Женщина была повыше ростом, стройная, в простом гладком платье. Ее светлые волосы были заплетены в косы, уложенные вокруг головы. Ее полная рука обвивала стойку палубы. Оба щурились, стоя против солнца.
Ниже, на той же странице, был еще один снимок с тем же мужчиной: теперь он был в морщинах и сединах и стоял возле калитки в огороде с капустой: можно было не сомневаться, что такая капуста растет только в России. Вплотную к мужчине стояли полная крестьянка и два молодых силача в каракулевых шапках и сапогах.
— Это моя тетушка, — сказал Аркадий. — А это — мои двоюродные братья-казаки.
Эти каракулевые шапки напомнили мне об одном душном летнем дне в Киеве, и из памяти снова вынырнул эскадрон казацкой конницы, вышагивавший по булыжной мостовой: блестящие черные лошади; алые плащи, высокие шапки, заломленные набекрень; и толпа с хмурыми, недовольными лицами.

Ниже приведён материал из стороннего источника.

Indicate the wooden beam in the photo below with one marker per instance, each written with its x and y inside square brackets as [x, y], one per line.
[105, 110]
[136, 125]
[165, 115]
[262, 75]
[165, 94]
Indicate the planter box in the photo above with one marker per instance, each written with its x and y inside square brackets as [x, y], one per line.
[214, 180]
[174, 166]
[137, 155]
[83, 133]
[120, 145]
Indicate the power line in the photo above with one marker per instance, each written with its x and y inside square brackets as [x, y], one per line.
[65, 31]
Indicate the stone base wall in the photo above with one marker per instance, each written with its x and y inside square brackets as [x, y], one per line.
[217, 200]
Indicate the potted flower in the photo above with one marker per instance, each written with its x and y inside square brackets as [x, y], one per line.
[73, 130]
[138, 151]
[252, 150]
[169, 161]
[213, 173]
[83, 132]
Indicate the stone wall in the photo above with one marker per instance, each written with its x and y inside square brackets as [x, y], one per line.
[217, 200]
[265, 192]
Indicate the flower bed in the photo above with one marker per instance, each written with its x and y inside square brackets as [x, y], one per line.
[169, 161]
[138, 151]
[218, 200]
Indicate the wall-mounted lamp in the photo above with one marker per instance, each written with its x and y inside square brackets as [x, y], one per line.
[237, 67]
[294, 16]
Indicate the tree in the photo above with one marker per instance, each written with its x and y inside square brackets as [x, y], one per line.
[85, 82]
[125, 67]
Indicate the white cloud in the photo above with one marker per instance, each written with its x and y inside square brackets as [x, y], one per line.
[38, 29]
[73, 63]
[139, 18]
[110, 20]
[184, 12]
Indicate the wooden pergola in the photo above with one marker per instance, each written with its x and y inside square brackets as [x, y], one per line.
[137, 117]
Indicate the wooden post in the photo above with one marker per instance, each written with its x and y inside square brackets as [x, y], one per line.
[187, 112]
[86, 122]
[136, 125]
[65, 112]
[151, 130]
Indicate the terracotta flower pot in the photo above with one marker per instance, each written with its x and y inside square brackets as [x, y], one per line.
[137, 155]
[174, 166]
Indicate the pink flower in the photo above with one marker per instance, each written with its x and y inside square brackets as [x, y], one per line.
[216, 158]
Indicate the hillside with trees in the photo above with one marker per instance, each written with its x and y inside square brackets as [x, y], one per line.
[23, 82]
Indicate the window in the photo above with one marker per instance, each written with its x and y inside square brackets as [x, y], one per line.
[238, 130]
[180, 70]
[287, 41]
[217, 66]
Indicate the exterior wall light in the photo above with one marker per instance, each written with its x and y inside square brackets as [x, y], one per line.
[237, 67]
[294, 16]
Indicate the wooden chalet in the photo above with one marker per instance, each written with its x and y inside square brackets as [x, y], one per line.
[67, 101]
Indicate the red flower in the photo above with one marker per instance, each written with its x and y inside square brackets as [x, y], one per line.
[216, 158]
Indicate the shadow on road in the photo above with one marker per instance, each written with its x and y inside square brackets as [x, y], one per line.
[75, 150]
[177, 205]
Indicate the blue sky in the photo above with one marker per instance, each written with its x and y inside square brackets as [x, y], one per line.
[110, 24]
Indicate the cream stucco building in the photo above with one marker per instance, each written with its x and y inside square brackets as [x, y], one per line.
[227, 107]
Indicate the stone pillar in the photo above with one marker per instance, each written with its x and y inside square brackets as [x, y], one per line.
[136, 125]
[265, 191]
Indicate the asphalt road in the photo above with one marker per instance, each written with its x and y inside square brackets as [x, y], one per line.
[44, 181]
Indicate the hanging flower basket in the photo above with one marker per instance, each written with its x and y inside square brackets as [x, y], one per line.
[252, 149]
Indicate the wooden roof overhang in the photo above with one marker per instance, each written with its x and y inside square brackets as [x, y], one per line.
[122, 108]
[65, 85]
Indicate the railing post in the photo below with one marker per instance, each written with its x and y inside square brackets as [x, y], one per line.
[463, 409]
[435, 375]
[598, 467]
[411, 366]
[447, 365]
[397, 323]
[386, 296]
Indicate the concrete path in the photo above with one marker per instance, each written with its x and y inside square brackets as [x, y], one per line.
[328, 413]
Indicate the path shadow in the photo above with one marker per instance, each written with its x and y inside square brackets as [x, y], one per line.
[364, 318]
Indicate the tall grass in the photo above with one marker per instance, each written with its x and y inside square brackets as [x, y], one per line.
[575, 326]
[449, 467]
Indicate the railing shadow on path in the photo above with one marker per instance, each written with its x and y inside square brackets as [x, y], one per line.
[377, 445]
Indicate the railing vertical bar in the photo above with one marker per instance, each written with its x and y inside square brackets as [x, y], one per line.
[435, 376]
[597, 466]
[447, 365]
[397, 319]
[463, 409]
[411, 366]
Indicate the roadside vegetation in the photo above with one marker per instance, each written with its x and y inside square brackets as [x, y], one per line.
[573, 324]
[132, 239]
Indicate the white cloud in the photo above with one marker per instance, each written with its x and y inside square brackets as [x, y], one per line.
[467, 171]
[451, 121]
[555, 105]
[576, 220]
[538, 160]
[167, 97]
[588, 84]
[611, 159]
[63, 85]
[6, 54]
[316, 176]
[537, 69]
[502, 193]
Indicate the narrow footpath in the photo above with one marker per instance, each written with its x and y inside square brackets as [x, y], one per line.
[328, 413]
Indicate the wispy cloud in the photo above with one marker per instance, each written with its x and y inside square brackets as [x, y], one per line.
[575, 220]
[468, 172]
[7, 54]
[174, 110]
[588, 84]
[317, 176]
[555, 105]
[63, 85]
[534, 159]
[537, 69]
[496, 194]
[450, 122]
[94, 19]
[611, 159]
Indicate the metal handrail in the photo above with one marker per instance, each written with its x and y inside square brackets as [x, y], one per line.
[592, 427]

Это было в августе 1968 года, за месяц до вторжения в Чехословакию. Все то лето ходили слухи о волнениях на Украине.
Аркадий снова наполнил бокалы, и мы заговорили о казаках: о «казахах» и «казаках»; о казаках-наемниках и казаках-бунтовщиках; о казаке Ермаке и покорении Сибири; о Пугачеве и Стеньке Разине; о Махно и буденновской Красной кавалерии. Я упомянул о казацком отряде фон Панвица, который сражался на стороне немцев против Советской Армии.
— Забавно, что ты заговорил о фон Панвице, — сказал Аркадий.
В 1945 году его родители оказались в Австрии, на территории, занятой британцами. Это было время, когда союзники отправляли советских беженцев, предателей или нет, обратно в СССР, на милость Сталина. Отца Аркадия допрашивал британский майор разведки, на безукоризненном украинском языке обвинявший его в том, что он сражался в отряде фон Панвица. После недели прерываемых и возобновляемых допросов ему удалось убедить разведчика в несправедливости такого обвинения.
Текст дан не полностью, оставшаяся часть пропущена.